Search code examples
pythonmatplotlibscikit-learn

PartialDependenceDisplay.from_estimator plots having lines with 0 values


Need to evaluate the two way interaction between two variables after regressor model. Used PartialDependenceDisplay.from_estimator to plot but the contour lines inside the plot all have value 0.Not sure what might cause this. Checked the data and model and there are no problems while loading the model and data. Checked the other two variable combinations and they have same issue.

from sklearn.inspection import partial_dependence, PartialDependenceDisplay
model = load_model(model_path)
model_features = model.feature_name_

fig, ax = plt.subplots(figsize=(10,5))
X = training_data[model_features]
PartialDependenceDisplay.from_estimator(model, X, features=[('temperature',  'speed')], ax=ax, n_jobs=-1, grid_resolution=20)

enter image description here


Solution

  • Most probably your contour values are all < 0.005. Contour labels are formatted as "%2.2f" and there appears to be no documented way of changing this format. The only workaround I could think of is to retrieve the labels and their values and replace the label texts:

    import matplotlib.pyplot as plt
    from matplotlib.text import Text
    import numpy as np
    from sklearn.datasets import make_friedman1
    from sklearn.ensemble import GradientBoostingRegressor
    from sklearn.inspection import PartialDependenceDisplay
    
    X, y = make_friedman1()
    clf = GradientBoostingRegressor(n_estimators=10).fit(X, y)
    
    pdd = PartialDependenceDisplay.from_estimator(clf, X, [0, (0, 1)])
    
    for c in pdd.axes_[0][1].get_children():
      if isinstance(c, Text):
        try:
           label_value = float(c.get_text())
        except ValueError:
           continue
        idx = np.argmin(abs(pdd.contours_[0][1].levels - label_value))
        c.set_text(f'{pdd.contours_[0][1].levels[idx]:g}')
    

    enter image description here

    Update 1

    The above method doesn't work if all existing labels are identical.

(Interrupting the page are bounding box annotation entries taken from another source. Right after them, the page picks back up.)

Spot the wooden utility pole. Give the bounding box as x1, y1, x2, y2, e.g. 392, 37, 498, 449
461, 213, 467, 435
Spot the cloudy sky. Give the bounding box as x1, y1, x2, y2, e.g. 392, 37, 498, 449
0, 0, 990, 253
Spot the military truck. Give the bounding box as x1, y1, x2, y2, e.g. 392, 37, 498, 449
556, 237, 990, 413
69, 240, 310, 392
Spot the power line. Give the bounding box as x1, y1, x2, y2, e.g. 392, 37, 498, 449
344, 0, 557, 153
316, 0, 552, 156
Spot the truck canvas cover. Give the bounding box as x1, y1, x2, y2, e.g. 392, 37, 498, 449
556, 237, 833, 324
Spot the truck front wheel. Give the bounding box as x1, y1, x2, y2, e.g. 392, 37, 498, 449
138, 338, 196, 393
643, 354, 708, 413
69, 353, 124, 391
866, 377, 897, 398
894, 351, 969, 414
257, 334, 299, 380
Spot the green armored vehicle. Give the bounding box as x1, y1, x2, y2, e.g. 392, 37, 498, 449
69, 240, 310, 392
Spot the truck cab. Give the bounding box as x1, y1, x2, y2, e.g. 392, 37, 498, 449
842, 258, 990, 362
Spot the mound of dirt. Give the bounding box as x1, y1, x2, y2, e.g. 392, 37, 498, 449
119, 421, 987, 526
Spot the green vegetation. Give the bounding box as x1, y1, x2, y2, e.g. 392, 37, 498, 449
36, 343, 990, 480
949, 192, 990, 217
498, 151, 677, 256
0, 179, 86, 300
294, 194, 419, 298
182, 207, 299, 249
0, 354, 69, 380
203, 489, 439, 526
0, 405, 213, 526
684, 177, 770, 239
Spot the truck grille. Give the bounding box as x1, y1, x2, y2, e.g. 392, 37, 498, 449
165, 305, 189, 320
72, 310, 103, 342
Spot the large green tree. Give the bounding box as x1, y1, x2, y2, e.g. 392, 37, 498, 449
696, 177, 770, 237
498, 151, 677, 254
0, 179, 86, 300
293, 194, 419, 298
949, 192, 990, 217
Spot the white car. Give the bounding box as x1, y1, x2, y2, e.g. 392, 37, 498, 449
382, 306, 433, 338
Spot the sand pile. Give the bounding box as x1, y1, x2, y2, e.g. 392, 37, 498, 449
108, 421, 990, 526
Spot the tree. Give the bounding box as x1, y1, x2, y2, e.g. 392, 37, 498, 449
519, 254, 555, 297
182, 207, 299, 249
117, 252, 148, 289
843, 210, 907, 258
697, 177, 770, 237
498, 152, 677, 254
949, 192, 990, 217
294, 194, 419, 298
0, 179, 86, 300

A somewhat unreliable quick and dirty workaround would be to rely on the fact that the label texts are added to the Axes in ascending order. The first and last level are not labelled. This leads to the following example:

    import matplotlib.pyplot as plt
    from matplotlib.text import Text
    from sklearn.datasets import make_friedman1
    from sklearn.ensemble import GradientBoostingRegressor
    from sklearn.inspection import PartialDependenceDisplay
    
    X, y = make_friedman1(random_state=42)
    clf = GradientBoostingRegressor(n_estimators=10).fit(X, y)
    
    pdd = PartialDependenceDisplay.from_estimator(clf, X, [0, (0, 1)])
    
    i = 1
    for c in pdd.axes_[0][1].get_children():
      if isinstance(c, Text) and c.get_text():
        c.set_text(f'{pdd.contours_[0][1].levels[i]:g}')
        i += 1
    

    enter image description here

    Update 2

    Another (reliable but still hacky) possibility is to overwrite the clabel function used by Scikit with your own version that uses an appropriate format specification. In order to get hold of this function you'll have to provide your own Axes instance to PartialDependenceDisplay.from_estimator:

    import matplotlib.pyplot as plt
    from sklearn.datasets import make_friedman1
    from sklearn.ensemble import GradientBoostingRegressor
    from sklearn.inspection import PartialDependenceDisplay
    
    fig, axes = plt.subplots(ncols=2)
    
    original_clabel = axes[1].clabel
    def new_clabel(CS, **kwargs):
      del kwargs['fmt']
      return original_clabel(CS, fmt='%2.5f', **kwargs)
    axes[1].clabel = new_clabel
    
    X, y = make_friedman1(random_state=42)
    clf = GradientBoostingRegressor(n_estimators=10).fit(X, y)
    
    pdd = PartialDependenceDisplay.from_estimator(clf, X, [0, (0, 1)], ax=axes)
    

    enter image description here